Parasol bleu, ballon rouge, seau et pelle jaunes, casquette assortie jaune-rouge-bleu, sac de billes, coureurs cyclistes de plomb, j’ai tout l’équipement. Mais la plage, tous les jours, c’est un peu ennuyeux. Club des Marsouins, jeu de la chandelle, gymnastique suédoise, leçon de natation…Heureusement, il y aura le concours de châteaux de sable du Figaro, le passage du Tour de France et la promenade aux îles.

Nous rentrons à la maison juste après le 15 août et je me vois déjà avec plaisir reprendre mes activités parisiennes jusqu’à la rentrée. Mais une mauvaise surprise m’y attend. Mes parents ont décidé de me confier pour une quinzaine de jours aux Levallois. Désespoir.

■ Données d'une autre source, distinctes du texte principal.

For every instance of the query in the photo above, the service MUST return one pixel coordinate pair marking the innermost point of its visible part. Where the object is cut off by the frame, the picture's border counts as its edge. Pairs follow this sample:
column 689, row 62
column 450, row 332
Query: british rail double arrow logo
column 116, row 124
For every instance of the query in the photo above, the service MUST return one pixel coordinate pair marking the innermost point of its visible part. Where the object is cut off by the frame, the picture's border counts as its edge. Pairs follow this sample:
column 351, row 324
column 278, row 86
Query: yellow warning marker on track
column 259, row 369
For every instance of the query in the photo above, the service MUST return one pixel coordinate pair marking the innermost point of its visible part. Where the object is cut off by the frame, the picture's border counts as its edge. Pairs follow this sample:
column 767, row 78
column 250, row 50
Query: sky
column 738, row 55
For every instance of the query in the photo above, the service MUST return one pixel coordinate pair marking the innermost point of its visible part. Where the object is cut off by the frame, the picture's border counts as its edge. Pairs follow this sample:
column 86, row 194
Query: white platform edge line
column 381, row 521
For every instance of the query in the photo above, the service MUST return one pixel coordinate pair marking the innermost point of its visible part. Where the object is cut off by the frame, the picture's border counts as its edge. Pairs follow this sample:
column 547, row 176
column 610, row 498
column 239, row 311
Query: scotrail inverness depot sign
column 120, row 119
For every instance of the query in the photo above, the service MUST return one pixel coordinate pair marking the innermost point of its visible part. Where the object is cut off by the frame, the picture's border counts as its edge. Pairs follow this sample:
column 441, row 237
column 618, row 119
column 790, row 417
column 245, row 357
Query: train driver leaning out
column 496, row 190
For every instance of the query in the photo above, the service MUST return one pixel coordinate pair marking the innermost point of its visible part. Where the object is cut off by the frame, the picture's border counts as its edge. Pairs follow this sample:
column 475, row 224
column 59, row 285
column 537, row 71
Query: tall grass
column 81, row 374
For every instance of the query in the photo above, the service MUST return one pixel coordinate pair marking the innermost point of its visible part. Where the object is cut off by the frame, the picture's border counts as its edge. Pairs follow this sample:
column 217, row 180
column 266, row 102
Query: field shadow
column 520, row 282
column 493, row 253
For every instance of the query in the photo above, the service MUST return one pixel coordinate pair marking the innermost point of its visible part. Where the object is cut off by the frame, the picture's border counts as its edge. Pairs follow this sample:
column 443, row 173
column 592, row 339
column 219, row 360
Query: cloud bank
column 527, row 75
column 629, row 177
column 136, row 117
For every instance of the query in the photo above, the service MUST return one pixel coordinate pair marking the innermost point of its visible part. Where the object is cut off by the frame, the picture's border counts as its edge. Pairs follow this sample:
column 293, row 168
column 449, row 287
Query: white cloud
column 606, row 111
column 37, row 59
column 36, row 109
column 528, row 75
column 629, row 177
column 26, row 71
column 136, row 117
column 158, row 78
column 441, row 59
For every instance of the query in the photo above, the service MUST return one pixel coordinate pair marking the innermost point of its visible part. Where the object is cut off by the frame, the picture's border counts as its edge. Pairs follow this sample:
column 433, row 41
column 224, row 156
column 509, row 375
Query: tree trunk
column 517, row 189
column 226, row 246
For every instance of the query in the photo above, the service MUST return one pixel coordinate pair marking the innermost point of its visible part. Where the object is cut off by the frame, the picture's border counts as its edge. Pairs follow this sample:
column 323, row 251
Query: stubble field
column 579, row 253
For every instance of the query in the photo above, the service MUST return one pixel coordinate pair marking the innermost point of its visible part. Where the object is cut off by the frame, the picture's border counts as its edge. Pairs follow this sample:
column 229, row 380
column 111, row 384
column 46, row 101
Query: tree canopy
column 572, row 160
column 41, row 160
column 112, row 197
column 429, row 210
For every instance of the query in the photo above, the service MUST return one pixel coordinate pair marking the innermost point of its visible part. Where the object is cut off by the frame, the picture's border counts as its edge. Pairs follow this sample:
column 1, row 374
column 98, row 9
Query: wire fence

Les Levallois vivent à Touffreville, un tout petit village en bordure de la forêt de Lyons. (C’est là que mes parents louent à l’Etat une maison forestière, jolie mais rudimentaire – il n’y a pas d’eau courante. )  Elle, c’est Madeleine. Maman l’emploie comme femme de ménage. Elle arrive à la maison en mobylette ou avec sa fourgonnette 2CV quand elle apporte les bidons d’eau potable. Elle m´impressionne car, contrairement à notre bonne de Paris, respectueuse et stupide, elle parle haut, d’égale à égale avec Maman qui semble même un peu intimidée par cette femme énergique qui dirige son colosse de mari comme elle l’entend.
Monsieur Levallois, dont j’ai toujours ignoré le prénom, est très grand, un peu gros et très fort. Il est aussi un peu plombier et gère un petit dépôt de gaz butane. On le voit souvent charger sans effort les grosses bouteilles bleues dans la 2CV qui plie sous le poids. Il parle peu. Il fait du bruit en respirant par le nez.

Je n’ai pas du tout envie de perdre une partie de mes vacances avec ce couple sans chien, sans enfant, ni citadin ni paysan, si différent. Mes protestations se heurtent aux descriptions enthousiastes que l’on me fait du bon air et de la vie simple et campagnarde au milieu des poules et des lapins
– Et des bouteilles de butane ! ajoute ironiquement mon père qui croit que je ne l’entends pas.